Now what to do when nscd is not installed... I guess I could
put a dependency on nfs-utils but I would be worried that would
cause an avalanche of other  dependencies... 

I guess I could make a Fedora only patch, since I pretty sure
a fix like this would not be accepted in upstream... but
I'm never a fan of that...

How prevalent are those error messages?

Comment 5 Orion Poplawski 2010-10-14 17:29:02 UTC
nscd is deprecated in favor of sssd.  This error will occur anytime sm-notify is run before the network if fully up, which is happening more and more with parallel startup systems.  The res_init() call is simple, safe, quick, and a patch to use it should be able to go upstream.  Presumably the whole reason sm-notify tries several times is to wait for possible changes to the network configuration, but without calling res_init() it will never be aware of those changes.  It only tries a maximum of 13 times or so, so this is not a lot of overhead.

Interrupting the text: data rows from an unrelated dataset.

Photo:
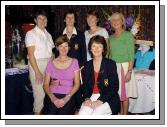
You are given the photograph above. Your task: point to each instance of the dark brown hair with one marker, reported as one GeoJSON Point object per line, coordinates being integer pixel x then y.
{"type": "Point", "coordinates": [94, 13]}
{"type": "Point", "coordinates": [40, 12]}
{"type": "Point", "coordinates": [98, 40]}
{"type": "Point", "coordinates": [62, 39]}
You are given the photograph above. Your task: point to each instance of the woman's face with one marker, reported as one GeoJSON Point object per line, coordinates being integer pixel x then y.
{"type": "Point", "coordinates": [70, 19]}
{"type": "Point", "coordinates": [116, 22]}
{"type": "Point", "coordinates": [97, 49]}
{"type": "Point", "coordinates": [63, 49]}
{"type": "Point", "coordinates": [92, 20]}
{"type": "Point", "coordinates": [41, 21]}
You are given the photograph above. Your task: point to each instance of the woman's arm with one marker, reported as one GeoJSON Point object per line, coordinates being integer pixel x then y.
{"type": "Point", "coordinates": [76, 86]}
{"type": "Point", "coordinates": [46, 88]}
{"type": "Point", "coordinates": [38, 74]}
{"type": "Point", "coordinates": [108, 47]}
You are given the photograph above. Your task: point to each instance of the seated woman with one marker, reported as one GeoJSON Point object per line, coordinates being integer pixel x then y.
{"type": "Point", "coordinates": [145, 58]}
{"type": "Point", "coordinates": [61, 82]}
{"type": "Point", "coordinates": [100, 81]}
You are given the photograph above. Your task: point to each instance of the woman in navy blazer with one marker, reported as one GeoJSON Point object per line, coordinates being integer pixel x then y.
{"type": "Point", "coordinates": [100, 81]}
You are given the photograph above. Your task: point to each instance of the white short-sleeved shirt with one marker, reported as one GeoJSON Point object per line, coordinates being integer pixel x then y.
{"type": "Point", "coordinates": [102, 32]}
{"type": "Point", "coordinates": [42, 41]}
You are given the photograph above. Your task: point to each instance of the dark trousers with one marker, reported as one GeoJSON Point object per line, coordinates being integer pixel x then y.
{"type": "Point", "coordinates": [51, 109]}
{"type": "Point", "coordinates": [78, 98]}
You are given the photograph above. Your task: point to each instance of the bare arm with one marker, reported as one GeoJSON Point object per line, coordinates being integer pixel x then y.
{"type": "Point", "coordinates": [128, 74]}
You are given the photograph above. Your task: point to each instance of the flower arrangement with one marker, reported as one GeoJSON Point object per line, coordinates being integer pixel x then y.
{"type": "Point", "coordinates": [16, 45]}
{"type": "Point", "coordinates": [132, 23]}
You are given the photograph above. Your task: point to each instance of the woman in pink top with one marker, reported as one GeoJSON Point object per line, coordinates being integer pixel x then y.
{"type": "Point", "coordinates": [61, 81]}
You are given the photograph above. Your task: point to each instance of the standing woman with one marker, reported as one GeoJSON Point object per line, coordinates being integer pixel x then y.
{"type": "Point", "coordinates": [122, 51]}
{"type": "Point", "coordinates": [100, 81]}
{"type": "Point", "coordinates": [61, 81]}
{"type": "Point", "coordinates": [77, 39]}
{"type": "Point", "coordinates": [94, 29]}
{"type": "Point", "coordinates": [39, 44]}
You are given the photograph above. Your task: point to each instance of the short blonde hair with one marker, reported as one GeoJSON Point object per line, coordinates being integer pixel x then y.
{"type": "Point", "coordinates": [122, 18]}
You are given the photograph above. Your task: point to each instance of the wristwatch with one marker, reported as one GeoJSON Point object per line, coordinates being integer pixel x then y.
{"type": "Point", "coordinates": [130, 71]}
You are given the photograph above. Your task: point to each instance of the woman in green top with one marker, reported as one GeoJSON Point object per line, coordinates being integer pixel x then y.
{"type": "Point", "coordinates": [122, 51]}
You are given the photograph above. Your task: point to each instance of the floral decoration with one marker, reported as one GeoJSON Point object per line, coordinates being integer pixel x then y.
{"type": "Point", "coordinates": [132, 23]}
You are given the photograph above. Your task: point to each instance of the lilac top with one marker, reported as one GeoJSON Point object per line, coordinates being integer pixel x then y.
{"type": "Point", "coordinates": [64, 77]}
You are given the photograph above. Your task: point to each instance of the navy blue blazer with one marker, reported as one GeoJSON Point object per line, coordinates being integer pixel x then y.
{"type": "Point", "coordinates": [108, 83]}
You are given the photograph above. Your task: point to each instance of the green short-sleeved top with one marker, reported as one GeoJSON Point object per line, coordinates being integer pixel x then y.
{"type": "Point", "coordinates": [122, 47]}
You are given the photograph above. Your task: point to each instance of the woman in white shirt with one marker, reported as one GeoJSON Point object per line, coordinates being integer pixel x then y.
{"type": "Point", "coordinates": [39, 45]}
{"type": "Point", "coordinates": [94, 29]}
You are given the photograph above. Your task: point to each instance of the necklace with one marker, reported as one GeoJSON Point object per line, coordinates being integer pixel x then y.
{"type": "Point", "coordinates": [63, 61]}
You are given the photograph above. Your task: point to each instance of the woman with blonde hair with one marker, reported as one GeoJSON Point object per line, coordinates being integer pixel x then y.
{"type": "Point", "coordinates": [122, 51]}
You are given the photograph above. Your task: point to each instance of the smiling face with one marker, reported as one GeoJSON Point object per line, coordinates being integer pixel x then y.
{"type": "Point", "coordinates": [117, 21]}
{"type": "Point", "coordinates": [63, 49]}
{"type": "Point", "coordinates": [92, 20]}
{"type": "Point", "coordinates": [70, 19]}
{"type": "Point", "coordinates": [97, 49]}
{"type": "Point", "coordinates": [41, 21]}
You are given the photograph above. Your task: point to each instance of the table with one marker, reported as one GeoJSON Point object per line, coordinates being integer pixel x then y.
{"type": "Point", "coordinates": [146, 94]}
{"type": "Point", "coordinates": [18, 92]}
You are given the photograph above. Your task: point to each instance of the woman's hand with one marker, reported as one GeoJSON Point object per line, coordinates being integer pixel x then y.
{"type": "Point", "coordinates": [59, 103]}
{"type": "Point", "coordinates": [67, 98]}
{"type": "Point", "coordinates": [39, 78]}
{"type": "Point", "coordinates": [88, 103]}
{"type": "Point", "coordinates": [96, 104]}
{"type": "Point", "coordinates": [128, 77]}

Comment 6 Fedora Update System 2010-10-15 22:47:17 UTC
nfs-utils-1.2.2-6.fc13 has been submitted as an update for Fedora 13.
https://admin.fedoraproject.org/updates/nfs-utils-1.2.2-6.fc13

Comment 7 Fedora Update System 2010-10-17 04:49:54 UTC
nfs-utils-1.2.2-6.fc13 has been pushed to the Fedora 13 testing repository.  If problems still persist, please make note of it in this bug report.
 If you want to test the update, you can install it with 
 su -c 'yum --enablerepo=updates-testing update nfs-utils'.  You can provide feedback for this update here: https://admin.fedoraproject.org/updates/nfs-utils-1.2.2-6.fc13

Comment 8 Fedora Update System 2010-10-27 22:32:01 UTC
nfs-utils-1.2.2-6.fc13 has been pushed to the Fedora 13 stable repository.  If problems still persist, please make note of it in this bug report.